George Foster - May 27th, 2004
Who do we blame for high gas prices?

Yikes. $2.19 per gallon of regular and rising.
How high can it go: $2.50? $3.00? $5.00? Unfortunately, there is no ceiling in sight. We should be outraged, yet whom do we blame?
Mine is one of the best perspectives in northern Michigan to observe this looming energy crisis. On most days, in full view of an office window, I see gasoline station employees nervously climbing up to a high billboard in order to change prices. It is not a teetering ladder they fear, but the wrath of passing motorists threatening and cussing out vulnerable attendants 20 feet off the ground, stretching to place still larger numbers after the number two and decimal point.
%$#&* I feel like punching out one of those gas station guys myself. The price has risen by 10 cents since I started writing this column. Since the reasons for bouncing gas prices remain shrouded in mystery, it is no wonder the person who physically increases the prices might take the heat.
We are now at unprecedented high levels for gasoline. Many experts say it is not evil gas station workers, but the surging economy in China that has fueled the demand for oil and, in turn, higher prices. Auto sales in China are skyrocketing as their billion-plus population becomes more affluent.
Before we jump all over China, consider that Wall Street editor Allan Sloan says a larger factor in the short-term price increases is investor anxiety about the Middle East. With U.S. generals predicting increasing violence in Iraq as we hand over governing control to undetermined Iraqis on June 30th and the Israeli/Palestinian conflict spinning into total anarchy, don‘t expect the prices to come down any time soon.
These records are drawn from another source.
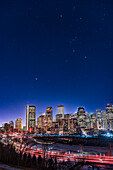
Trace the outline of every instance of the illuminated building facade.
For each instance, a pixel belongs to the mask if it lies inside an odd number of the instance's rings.
[[[26,130],[34,128],[36,125],[36,106],[27,105],[26,107]]]
[[[21,131],[22,130],[22,119],[16,119],[15,121],[15,128],[18,130],[18,131]]]
[[[52,109],[52,107],[47,107],[46,116],[51,118],[51,121],[53,120],[53,109]]]

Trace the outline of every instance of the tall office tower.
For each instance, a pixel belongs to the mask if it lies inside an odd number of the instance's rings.
[[[108,129],[108,121],[107,121],[107,113],[106,111],[102,111],[102,129]]]
[[[107,117],[109,120],[113,119],[113,105],[107,104],[106,106]]]
[[[16,129],[18,129],[18,131],[19,130],[22,130],[22,119],[20,118],[20,119],[16,119],[16,121],[15,121],[15,128]]]
[[[13,122],[13,121],[10,121],[10,122],[9,122],[9,125],[10,125],[10,127],[11,127],[11,126],[14,127],[14,122]]]
[[[113,130],[113,105],[107,104],[106,106],[107,119],[108,119],[108,129]]]
[[[102,113],[101,110],[97,110],[97,122],[98,122],[98,129],[102,129]]]
[[[98,129],[96,113],[91,114],[91,119],[90,120],[91,120],[91,128],[92,129]]]
[[[36,106],[27,105],[26,107],[26,130],[35,127],[36,120]]]
[[[52,107],[47,107],[47,109],[46,109],[46,116],[50,117],[51,120],[53,120],[53,109],[52,109]]]
[[[78,124],[80,125],[81,128],[85,128],[86,127],[86,121],[85,121],[86,115],[85,115],[84,107],[78,108],[77,115],[78,115]]]
[[[64,118],[64,105],[57,106],[57,114],[61,114],[62,118]]]

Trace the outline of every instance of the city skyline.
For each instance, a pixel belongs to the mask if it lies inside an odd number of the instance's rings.
[[[0,2],[0,124],[23,118],[27,104],[73,113],[113,103],[112,4]]]
[[[10,118],[6,118],[5,119],[5,121],[2,121],[1,119],[1,122],[0,122],[0,127],[2,126],[2,124],[4,124],[4,123],[9,123],[10,121],[13,121],[13,122],[15,122],[16,121],[16,119],[20,119],[20,118],[22,118],[22,124],[23,124],[23,126],[26,126],[26,113],[27,113],[27,107],[35,107],[35,109],[36,109],[36,115],[35,115],[35,121],[36,121],[36,126],[37,126],[37,118],[38,117],[40,117],[41,115],[44,115],[44,114],[47,114],[46,113],[46,109],[47,108],[51,108],[52,107],[52,115],[53,115],[53,120],[56,120],[56,115],[57,114],[59,114],[58,113],[58,106],[63,106],[64,107],[64,115],[65,114],[73,114],[74,116],[75,116],[75,113],[77,113],[77,111],[78,111],[78,108],[81,108],[81,107],[83,107],[84,109],[85,109],[85,114],[86,113],[89,113],[89,115],[91,116],[93,113],[96,113],[97,114],[97,110],[101,110],[101,112],[102,111],[106,111],[106,106],[109,106],[110,105],[110,103],[107,103],[106,105],[105,105],[105,107],[104,107],[104,109],[100,109],[100,108],[97,108],[94,112],[93,111],[88,111],[88,109],[86,110],[86,107],[85,106],[77,106],[76,108],[75,108],[75,110],[74,110],[74,112],[66,112],[66,109],[65,109],[65,106],[64,105],[56,105],[55,107],[53,107],[53,106],[47,106],[46,108],[44,108],[43,107],[43,111],[41,110],[38,110],[38,108],[37,108],[37,106],[36,105],[26,105],[25,107],[24,107],[24,114],[21,114],[20,116],[17,116],[17,115],[15,115],[15,117],[14,118],[11,118],[11,116],[10,116]],[[112,105],[112,104],[111,104]],[[113,106],[113,105],[112,105]],[[55,111],[56,110],[56,111]],[[27,128],[28,129],[28,128]]]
Okay, then maybe we should blame the Bush administration policies. According to presidential candidate John Kerry and Senator Debbie Stabenow from Michigan, President Bush should tap into the Strategic Petroleum Reserve (SPR) in order to ease the demand and reduce prices. The SPR is a 660-billion-barrel stash of oil set aside in our country for emergency use. Whenever gasoline prices increase, political pressure intensifies to tap into the reserves to provide price relief for consumers.
Our president is correct when he maintains that the SPR should not be used to manipulate prices - ever. In light of potential major terrorist attacks, the fall of Saudi Arabia‘s royal family, or any number of other possible crisis scenarios, we undoubtedly will need that oil reserve to save our bacon (and economy) some day.
So if Bush is not to blame, rising prices must be OPEC‘s fault. Recently, Kerry and Stabenow are also on record stating that the president should directly confront the Organization of Petroleum Exporting Countries (OPEC) to increase oil production - another bad idea. Would we want France and Germany bullying us to produce more autos or computers for export to benefit their economies? Also, I thought we were striving for the United States to become less dependent on foreign oil, not more so.
Someone must be blamed, right? Well, how about you... and me? If you calm down and think it through, it might dawn on you that we are all probably at fault for higher energy costs.
Democrats such as Kerry and Stabenow have no serious solutions but are playing politics with gas prices, pure and simple. American car companies glamorize gas-guzzlers in their marketing campaigns. The Bush administration does not even have an energy policy - only an insistence to drill for oil in environmentally sensitive areas in the U.S. and cozy up to ruthless regimes in the oil-rich Middle East. I drive an SUV and pickup truck. No one talks of energy conservation anymore. And on and on.
It boils down to this: the time has come to stop blaming gas station attendants and others for high prices and point the finger of blame at that guilty person staring at you in the mirror.